4. Sur les demandes accessoires
Le jugement est encore confirmé en ses dispositions relatives aux frais irrépétibles et aux dépens de première instance.
Le syndicat des copropriétaires et le syndic, partie perdante, sont condamnés in solidum aux dépens d'appel et à payer aux époux [B], d'une part, à la SCI, d'autre part, la somme de 1 500 euros sur le fondement de l'article 700 du code de procédure civile.
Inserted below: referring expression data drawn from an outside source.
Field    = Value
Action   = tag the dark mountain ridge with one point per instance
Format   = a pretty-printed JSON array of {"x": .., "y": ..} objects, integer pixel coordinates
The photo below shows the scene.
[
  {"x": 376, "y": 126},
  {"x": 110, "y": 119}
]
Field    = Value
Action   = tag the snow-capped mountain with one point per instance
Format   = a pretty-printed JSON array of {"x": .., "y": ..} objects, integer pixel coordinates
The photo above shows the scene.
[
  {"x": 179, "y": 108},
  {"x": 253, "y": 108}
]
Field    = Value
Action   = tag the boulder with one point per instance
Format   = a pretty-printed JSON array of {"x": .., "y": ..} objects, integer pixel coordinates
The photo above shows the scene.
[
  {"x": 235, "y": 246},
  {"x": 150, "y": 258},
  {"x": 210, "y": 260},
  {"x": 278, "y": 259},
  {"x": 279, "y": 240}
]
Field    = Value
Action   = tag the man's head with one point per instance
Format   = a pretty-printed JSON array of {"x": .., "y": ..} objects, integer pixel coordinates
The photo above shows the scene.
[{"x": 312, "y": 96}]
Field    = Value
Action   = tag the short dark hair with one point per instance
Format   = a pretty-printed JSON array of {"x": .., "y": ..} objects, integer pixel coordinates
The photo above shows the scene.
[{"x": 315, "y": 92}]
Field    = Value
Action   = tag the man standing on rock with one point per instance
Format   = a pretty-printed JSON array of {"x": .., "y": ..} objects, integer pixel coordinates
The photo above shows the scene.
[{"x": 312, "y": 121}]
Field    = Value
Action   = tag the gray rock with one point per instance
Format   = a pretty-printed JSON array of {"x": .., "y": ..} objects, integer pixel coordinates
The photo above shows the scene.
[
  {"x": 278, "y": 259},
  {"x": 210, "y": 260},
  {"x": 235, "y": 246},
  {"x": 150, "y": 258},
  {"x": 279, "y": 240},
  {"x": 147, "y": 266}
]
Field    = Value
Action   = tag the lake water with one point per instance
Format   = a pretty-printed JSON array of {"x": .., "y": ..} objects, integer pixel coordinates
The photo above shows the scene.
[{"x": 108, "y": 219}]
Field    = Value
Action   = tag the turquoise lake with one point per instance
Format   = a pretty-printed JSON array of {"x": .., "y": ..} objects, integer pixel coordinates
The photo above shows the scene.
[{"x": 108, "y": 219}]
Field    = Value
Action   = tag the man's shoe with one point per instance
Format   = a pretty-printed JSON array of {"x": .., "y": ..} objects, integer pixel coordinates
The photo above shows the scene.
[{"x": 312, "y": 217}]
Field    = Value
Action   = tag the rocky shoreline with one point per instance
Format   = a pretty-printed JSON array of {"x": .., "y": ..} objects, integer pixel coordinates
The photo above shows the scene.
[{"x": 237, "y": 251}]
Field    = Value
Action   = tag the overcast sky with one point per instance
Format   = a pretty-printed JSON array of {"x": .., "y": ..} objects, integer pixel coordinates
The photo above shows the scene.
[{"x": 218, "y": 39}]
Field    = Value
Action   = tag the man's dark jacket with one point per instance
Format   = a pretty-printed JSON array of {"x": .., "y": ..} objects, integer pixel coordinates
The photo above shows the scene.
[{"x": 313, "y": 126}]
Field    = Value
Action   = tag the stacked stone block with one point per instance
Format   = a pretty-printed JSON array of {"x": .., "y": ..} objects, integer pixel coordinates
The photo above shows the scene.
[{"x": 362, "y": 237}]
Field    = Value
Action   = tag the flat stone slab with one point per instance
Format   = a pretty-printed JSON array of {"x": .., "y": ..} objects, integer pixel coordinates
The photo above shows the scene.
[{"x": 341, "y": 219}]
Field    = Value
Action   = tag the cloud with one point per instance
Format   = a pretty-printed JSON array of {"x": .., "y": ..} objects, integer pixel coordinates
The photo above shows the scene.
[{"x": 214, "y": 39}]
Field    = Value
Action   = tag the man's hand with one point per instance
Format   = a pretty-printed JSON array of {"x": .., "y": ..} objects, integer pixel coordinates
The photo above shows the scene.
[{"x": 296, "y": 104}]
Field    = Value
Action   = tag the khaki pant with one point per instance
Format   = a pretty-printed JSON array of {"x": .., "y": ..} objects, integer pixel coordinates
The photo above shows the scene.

En application de l'article 10-1 de la loi du 10 juillet 1965, la SCI est dispensée de toute participation à la dépense commune des frais de procédure, dont la charge sera répartie entre les autres copropriétaires.
PAR CES MOTIFS
La cour,
Confirme le jugement déféré en toutes ses dispositions,
Y ajoutant,
Déboute M. [Z] [B], Mme [C] [T] épouse [B] et la SCI Jocachao de leur demande d'annulation de l'assemblée générale du 19 avril 2021,
Condamne in solidum le syndicat des copropriétaires de la copropriété [Adresse 9] et la société régie du Léman à payer, sur le fondement de l'article 700 du code de procédure civile, la somme de 1 500 euros à M. [Z] [B] et Mme [C] [T] épouse [B] d'une part, et à la SCI Jocachao d'autre part,
Condamne in solidum le syndicat des copropriétaires de la copropriété [Adresse 9] et la société régie du Léman aux dépens d'appel,
Dispense la SCI Jocachao de toute participation à la dépense commune des frais de procédure, dont la charge sera répartie entre les autres copropriétaires.